La linea que separa a un valiente de un cobarde está trazada con cinismo.

octubre 11, 2007

Poetas de probeta.

Para quienes gusten ponerse el saco.


Vomito por deporte a quienes se enfundan en el traje del poeta. Y no me refiero a los estudiantes universitarios, ya de letras o de cualquier cosa parecida, que con total romanticismo consideran a la poesía como un concurso de acumulación de palabras complejas y eminentemente musicales. Nah, ellos son inofensivos. Después de los 4 o 6 años de mala educación institucionalizada, las noches sin dormir, los años de aprenderse el alfabeto fonético, las reglas gramaticales y lenguas más muertas que la de García Lorca, suelen salir del establo educativo con una actitud bastante más doméstica o con una megalomanía galopante que los hace muy fáciles de distinguir de entre la fauna intelectualoide local.

Nah, por poetas me refiero más a los que viven con un halo profético en la mochila. Dispuestos a sacar su pequeño cuchillo de mantequilla y mirarte ferozmente, mientras de su boca supura un aliento a ron que sólo sus mujeres les soportan. Luego se abalanzan sobre ti y a dentelladas de hormiga pretenden mostrarte como ellos no se creen poetas, ni se llaman poetas, sino que lo son. Y para ello habrán de seducir a tu mujer, violar a tus hijos o contarte la historia más inverosímil del mundo con una frialdad expresiva digna de un betabel cocido.
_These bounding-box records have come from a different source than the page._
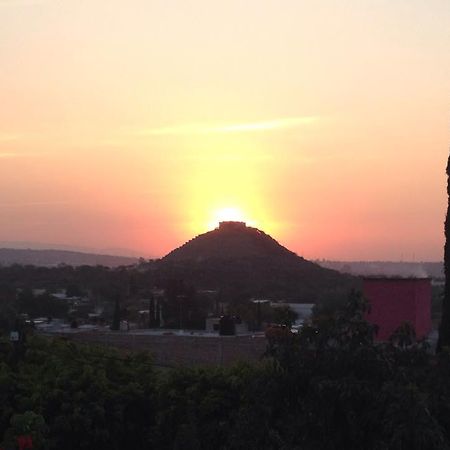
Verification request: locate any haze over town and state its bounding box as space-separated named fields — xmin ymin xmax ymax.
xmin=0 ymin=0 xmax=450 ymax=261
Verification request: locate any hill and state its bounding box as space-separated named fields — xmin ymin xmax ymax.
xmin=0 ymin=248 xmax=138 ymax=267
xmin=157 ymin=222 xmax=359 ymax=303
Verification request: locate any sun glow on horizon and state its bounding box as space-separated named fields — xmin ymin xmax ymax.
xmin=208 ymin=206 xmax=255 ymax=230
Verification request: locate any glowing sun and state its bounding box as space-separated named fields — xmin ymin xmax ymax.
xmin=208 ymin=207 xmax=252 ymax=229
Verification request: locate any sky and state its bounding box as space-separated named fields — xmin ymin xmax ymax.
xmin=0 ymin=0 xmax=450 ymax=261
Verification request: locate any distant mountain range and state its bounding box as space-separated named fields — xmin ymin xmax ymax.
xmin=0 ymin=248 xmax=139 ymax=267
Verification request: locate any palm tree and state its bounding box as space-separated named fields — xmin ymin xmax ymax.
xmin=436 ymin=156 xmax=450 ymax=351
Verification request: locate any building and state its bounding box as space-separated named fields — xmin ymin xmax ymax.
xmin=363 ymin=278 xmax=431 ymax=341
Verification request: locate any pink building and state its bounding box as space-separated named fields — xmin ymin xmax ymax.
xmin=363 ymin=278 xmax=431 ymax=341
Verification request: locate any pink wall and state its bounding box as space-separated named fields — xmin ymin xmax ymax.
xmin=363 ymin=278 xmax=431 ymax=341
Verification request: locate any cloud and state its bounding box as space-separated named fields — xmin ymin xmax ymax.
xmin=0 ymin=133 xmax=20 ymax=142
xmin=138 ymin=116 xmax=317 ymax=136
xmin=0 ymin=0 xmax=52 ymax=6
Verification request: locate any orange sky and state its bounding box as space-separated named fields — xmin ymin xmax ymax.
xmin=0 ymin=0 xmax=450 ymax=260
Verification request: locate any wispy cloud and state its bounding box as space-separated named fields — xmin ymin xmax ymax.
xmin=0 ymin=152 xmax=19 ymax=159
xmin=0 ymin=0 xmax=51 ymax=6
xmin=0 ymin=132 xmax=20 ymax=142
xmin=138 ymin=116 xmax=317 ymax=136
xmin=0 ymin=200 xmax=69 ymax=208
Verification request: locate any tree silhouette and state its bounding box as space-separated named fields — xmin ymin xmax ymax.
xmin=437 ymin=156 xmax=450 ymax=351
xmin=111 ymin=296 xmax=120 ymax=331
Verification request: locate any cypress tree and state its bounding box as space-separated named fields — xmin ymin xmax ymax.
xmin=437 ymin=156 xmax=450 ymax=351
xmin=111 ymin=296 xmax=120 ymax=331
xmin=148 ymin=295 xmax=156 ymax=328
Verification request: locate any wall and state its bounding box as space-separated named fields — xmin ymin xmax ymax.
xmin=363 ymin=278 xmax=431 ymax=341
xmin=47 ymin=331 xmax=267 ymax=366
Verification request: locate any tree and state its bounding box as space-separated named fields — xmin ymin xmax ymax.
xmin=111 ymin=296 xmax=120 ymax=331
xmin=437 ymin=156 xmax=450 ymax=351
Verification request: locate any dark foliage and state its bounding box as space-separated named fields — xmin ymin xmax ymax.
xmin=438 ymin=156 xmax=450 ymax=350
xmin=0 ymin=293 xmax=450 ymax=450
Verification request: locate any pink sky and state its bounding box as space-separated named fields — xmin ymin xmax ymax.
xmin=0 ymin=0 xmax=450 ymax=260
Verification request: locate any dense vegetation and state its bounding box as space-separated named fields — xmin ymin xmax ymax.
xmin=0 ymin=295 xmax=450 ymax=450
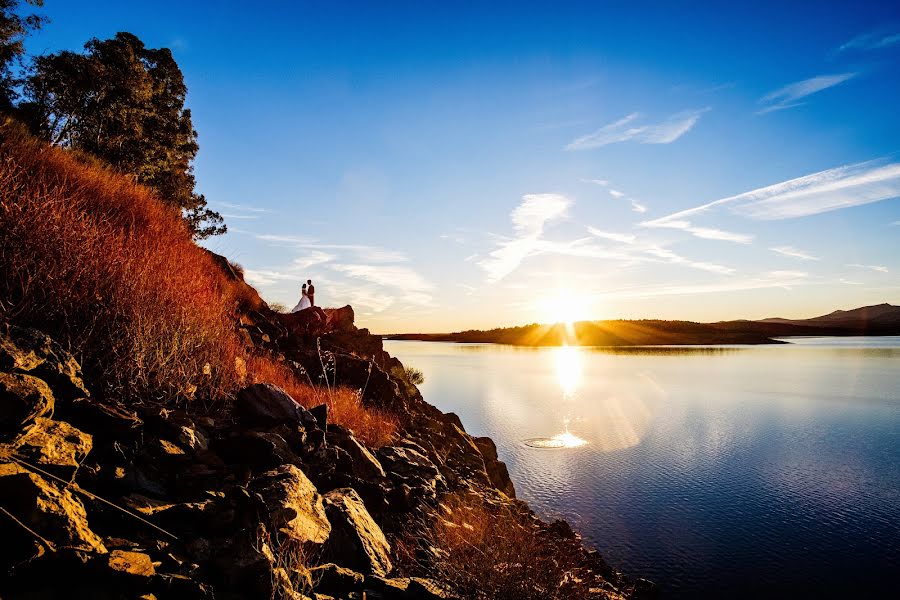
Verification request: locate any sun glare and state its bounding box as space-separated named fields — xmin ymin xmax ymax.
xmin=540 ymin=289 xmax=591 ymax=325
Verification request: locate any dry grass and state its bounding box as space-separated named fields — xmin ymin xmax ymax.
xmin=395 ymin=493 xmax=598 ymax=600
xmin=256 ymin=525 xmax=317 ymax=600
xmin=247 ymin=357 xmax=399 ymax=448
xmin=0 ymin=117 xmax=396 ymax=443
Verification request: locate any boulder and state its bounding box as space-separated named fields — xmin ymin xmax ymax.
xmin=250 ymin=465 xmax=331 ymax=543
xmin=0 ymin=327 xmax=90 ymax=400
xmin=235 ymin=383 xmax=318 ymax=428
xmin=53 ymin=398 xmax=144 ymax=445
xmin=406 ymin=577 xmax=456 ymax=600
xmin=472 ymin=437 xmax=516 ymax=498
xmin=214 ymin=431 xmax=301 ymax=472
xmin=14 ymin=417 xmax=93 ymax=479
xmin=107 ymin=550 xmax=156 ymax=578
xmin=378 ymin=446 xmax=446 ymax=499
xmin=310 ymin=563 xmax=364 ymax=598
xmin=0 ymin=373 xmax=55 ymax=442
xmin=325 ymin=304 xmax=356 ymax=332
xmin=325 ymin=488 xmax=392 ymax=577
xmin=325 ymin=427 xmax=385 ymax=481
xmin=0 ymin=463 xmax=106 ymax=554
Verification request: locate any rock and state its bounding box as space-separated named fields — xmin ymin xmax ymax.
xmin=406 ymin=577 xmax=455 ymax=600
xmin=151 ymin=573 xmax=215 ymax=599
xmin=235 ymin=383 xmax=318 ymax=428
xmin=325 ymin=488 xmax=392 ymax=576
xmin=378 ymin=446 xmax=446 ymax=504
xmin=325 ymin=429 xmax=385 ymax=481
xmin=178 ymin=425 xmax=209 ymax=452
xmin=14 ymin=417 xmax=93 ymax=479
xmin=325 ymin=304 xmax=356 ymax=332
xmin=363 ymin=575 xmax=409 ymax=600
xmin=251 ymin=465 xmax=331 ymax=543
xmin=53 ymin=398 xmax=144 ymax=445
xmin=0 ymin=327 xmax=90 ymax=400
xmin=275 ymin=306 xmax=328 ymax=338
xmin=0 ymin=373 xmax=55 ymax=441
xmin=0 ymin=464 xmax=106 ymax=554
xmin=310 ymin=563 xmax=364 ymax=598
xmin=309 ymin=404 xmax=328 ymax=431
xmin=215 ymin=431 xmax=301 ymax=470
xmin=107 ymin=550 xmax=156 ymax=577
xmin=472 ymin=437 xmax=516 ymax=498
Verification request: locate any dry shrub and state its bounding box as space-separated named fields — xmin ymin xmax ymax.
xmin=255 ymin=525 xmax=318 ymax=600
xmin=247 ymin=356 xmax=399 ymax=448
xmin=0 ymin=120 xmax=246 ymax=398
xmin=395 ymin=492 xmax=597 ymax=600
xmin=0 ymin=117 xmax=396 ymax=445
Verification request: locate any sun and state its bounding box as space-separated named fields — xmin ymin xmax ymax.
xmin=540 ymin=288 xmax=591 ymax=325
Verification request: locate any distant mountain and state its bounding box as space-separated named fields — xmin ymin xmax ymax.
xmin=758 ymin=303 xmax=900 ymax=329
xmin=385 ymin=304 xmax=900 ymax=346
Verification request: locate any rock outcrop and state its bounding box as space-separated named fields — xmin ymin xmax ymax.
xmin=0 ymin=316 xmax=650 ymax=600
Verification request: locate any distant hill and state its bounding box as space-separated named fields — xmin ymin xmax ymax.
xmin=759 ymin=303 xmax=900 ymax=329
xmin=385 ymin=304 xmax=900 ymax=346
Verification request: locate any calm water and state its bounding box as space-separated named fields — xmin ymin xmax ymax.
xmin=385 ymin=338 xmax=900 ymax=598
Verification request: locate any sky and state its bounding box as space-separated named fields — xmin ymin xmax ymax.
xmin=28 ymin=0 xmax=900 ymax=333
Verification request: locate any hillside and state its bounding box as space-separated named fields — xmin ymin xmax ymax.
xmin=0 ymin=120 xmax=654 ymax=600
xmin=384 ymin=304 xmax=900 ymax=346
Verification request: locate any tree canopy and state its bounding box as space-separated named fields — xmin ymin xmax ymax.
xmin=0 ymin=0 xmax=46 ymax=110
xmin=20 ymin=30 xmax=225 ymax=238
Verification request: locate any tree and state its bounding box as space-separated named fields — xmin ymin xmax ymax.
xmin=0 ymin=0 xmax=46 ymax=110
xmin=21 ymin=30 xmax=226 ymax=238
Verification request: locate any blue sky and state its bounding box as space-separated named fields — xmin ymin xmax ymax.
xmin=28 ymin=0 xmax=900 ymax=332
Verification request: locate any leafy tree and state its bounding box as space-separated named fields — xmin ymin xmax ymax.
xmin=22 ymin=30 xmax=225 ymax=238
xmin=0 ymin=0 xmax=46 ymax=110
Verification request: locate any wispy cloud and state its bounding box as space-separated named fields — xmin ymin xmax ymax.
xmin=244 ymin=234 xmax=434 ymax=314
xmin=756 ymin=73 xmax=857 ymax=115
xmin=565 ymin=108 xmax=709 ymax=150
xmin=641 ymin=218 xmax=753 ymax=244
xmin=477 ymin=194 xmax=572 ymax=282
xmin=837 ymin=30 xmax=900 ymax=52
xmin=588 ymin=227 xmax=637 ymax=244
xmin=847 ymin=263 xmax=888 ymax=273
xmin=769 ymin=246 xmax=819 ymax=260
xmin=603 ymin=271 xmax=819 ymax=298
xmin=582 ymin=179 xmax=647 ymax=213
xmin=331 ymin=264 xmax=434 ymax=304
xmin=645 ymin=161 xmax=900 ymax=227
xmin=587 ymin=227 xmax=735 ymax=275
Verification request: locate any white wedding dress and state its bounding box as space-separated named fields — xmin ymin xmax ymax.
xmin=291 ymin=293 xmax=312 ymax=313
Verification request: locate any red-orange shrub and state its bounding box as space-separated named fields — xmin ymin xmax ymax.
xmin=247 ymin=356 xmax=399 ymax=448
xmin=0 ymin=117 xmax=396 ymax=443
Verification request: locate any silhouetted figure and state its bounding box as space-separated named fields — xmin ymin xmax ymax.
xmin=291 ymin=283 xmax=312 ymax=313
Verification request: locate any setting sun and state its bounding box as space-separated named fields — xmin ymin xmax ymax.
xmin=539 ymin=289 xmax=593 ymax=325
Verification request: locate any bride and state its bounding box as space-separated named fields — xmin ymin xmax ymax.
xmin=291 ymin=283 xmax=312 ymax=313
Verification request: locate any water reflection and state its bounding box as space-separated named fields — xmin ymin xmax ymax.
xmin=553 ymin=346 xmax=582 ymax=400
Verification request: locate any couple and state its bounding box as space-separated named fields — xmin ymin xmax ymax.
xmin=291 ymin=279 xmax=316 ymax=313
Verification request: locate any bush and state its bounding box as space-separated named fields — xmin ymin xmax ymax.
xmin=403 ymin=367 xmax=425 ymax=385
xmin=395 ymin=492 xmax=596 ymax=600
xmin=0 ymin=117 xmax=396 ymax=443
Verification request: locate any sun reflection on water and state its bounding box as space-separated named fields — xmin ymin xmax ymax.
xmin=553 ymin=346 xmax=583 ymax=399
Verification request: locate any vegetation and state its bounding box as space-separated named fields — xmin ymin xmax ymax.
xmin=19 ymin=33 xmax=225 ymax=238
xmin=0 ymin=0 xmax=45 ymax=111
xmin=0 ymin=118 xmax=397 ymax=445
xmin=404 ymin=367 xmax=425 ymax=385
xmin=398 ymin=492 xmax=593 ymax=600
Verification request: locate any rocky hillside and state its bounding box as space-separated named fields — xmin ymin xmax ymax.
xmin=0 ymin=307 xmax=653 ymax=599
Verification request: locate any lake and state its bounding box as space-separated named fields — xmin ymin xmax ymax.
xmin=384 ymin=337 xmax=900 ymax=599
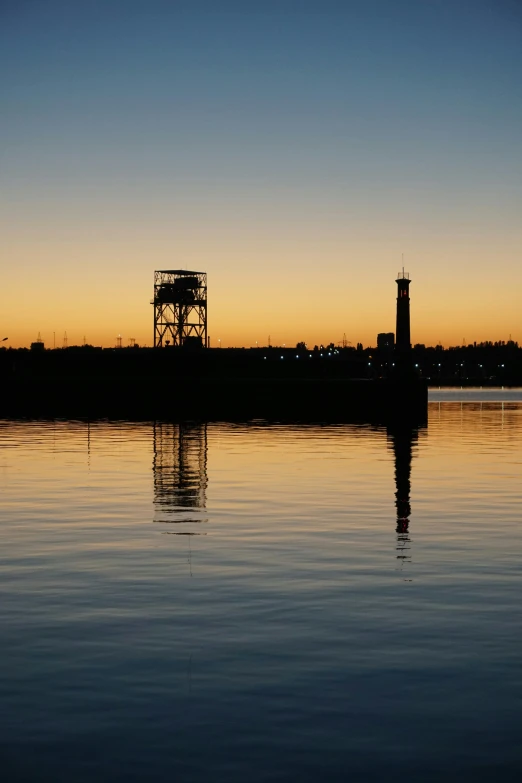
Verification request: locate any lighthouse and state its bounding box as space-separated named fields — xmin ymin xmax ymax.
xmin=395 ymin=267 xmax=412 ymax=375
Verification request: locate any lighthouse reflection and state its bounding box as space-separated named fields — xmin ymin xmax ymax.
xmin=153 ymin=422 xmax=208 ymax=535
xmin=387 ymin=424 xmax=420 ymax=564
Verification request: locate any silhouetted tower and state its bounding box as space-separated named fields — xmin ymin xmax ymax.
xmin=152 ymin=269 xmax=207 ymax=348
xmin=395 ymin=267 xmax=412 ymax=373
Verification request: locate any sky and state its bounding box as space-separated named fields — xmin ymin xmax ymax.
xmin=0 ymin=0 xmax=522 ymax=347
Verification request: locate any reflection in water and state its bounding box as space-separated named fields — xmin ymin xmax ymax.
xmin=153 ymin=422 xmax=208 ymax=535
xmin=388 ymin=425 xmax=419 ymax=563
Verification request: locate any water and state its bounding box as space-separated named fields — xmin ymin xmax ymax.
xmin=0 ymin=402 xmax=522 ymax=782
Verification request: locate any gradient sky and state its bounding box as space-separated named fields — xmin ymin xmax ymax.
xmin=0 ymin=0 xmax=522 ymax=346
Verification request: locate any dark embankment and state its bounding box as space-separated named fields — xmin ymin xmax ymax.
xmin=0 ymin=349 xmax=427 ymax=422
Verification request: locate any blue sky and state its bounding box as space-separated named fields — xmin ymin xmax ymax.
xmin=0 ymin=0 xmax=522 ymax=344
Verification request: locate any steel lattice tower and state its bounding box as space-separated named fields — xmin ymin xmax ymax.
xmin=152 ymin=269 xmax=207 ymax=348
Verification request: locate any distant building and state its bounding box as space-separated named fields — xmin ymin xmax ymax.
xmin=377 ymin=332 xmax=395 ymax=351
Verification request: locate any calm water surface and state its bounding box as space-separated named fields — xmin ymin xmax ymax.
xmin=0 ymin=402 xmax=522 ymax=783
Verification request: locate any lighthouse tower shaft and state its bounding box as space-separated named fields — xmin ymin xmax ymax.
xmin=395 ymin=269 xmax=411 ymax=354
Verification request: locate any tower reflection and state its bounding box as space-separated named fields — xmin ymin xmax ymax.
xmin=153 ymin=422 xmax=208 ymax=522
xmin=387 ymin=424 xmax=419 ymax=563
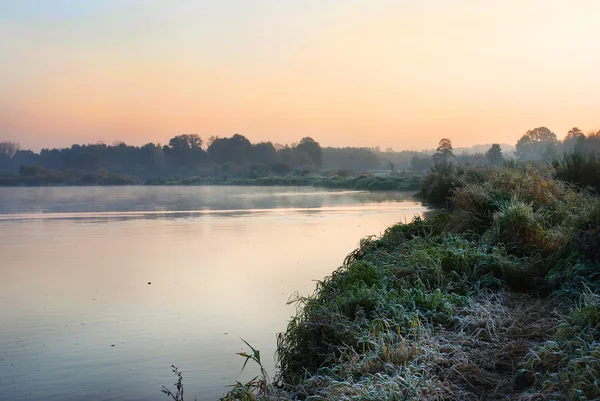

En la cotidianidad, suelen ser maestros del disfraz. Incluso hasta el punto de engañarse a sí mismos durante ocho horas al día, y de verdad "SER" -en un sentido histriónico profundo como, ja, Al Pacino- ese gutierritos de los números, la publicidad, las cuentas y la vida empresarial que impresiona a propios y extraños por su increíble capacidad para no decir nada en muchas palabras. Luego llegan a casa, y su escueto sueldo -que dispendian en tabaco, alcohol, putas y otros muchos vicios orales, nasales o anales- les permite guardar una cava discreta de la que se cuelgan las restantes horas de su día, y tras la séptima ronda -la metamórfica- y luego de escribir muchos versos buenos o malos, comienzan a babear sobre la mesa y a perder esa humildad con la que se embalsaman todas las mañanas. Ahí se proclaman poetas. Profetas de probeta. Maestros, gurús y hechiceros del lenguaje. Hombres irresistibles que se merecen un mundo mejor al del gris departamento, la misma mujer de diario y la triste realidad del anonimato literario al que están sujetos porque nadie los ha "descubierto" de verdad.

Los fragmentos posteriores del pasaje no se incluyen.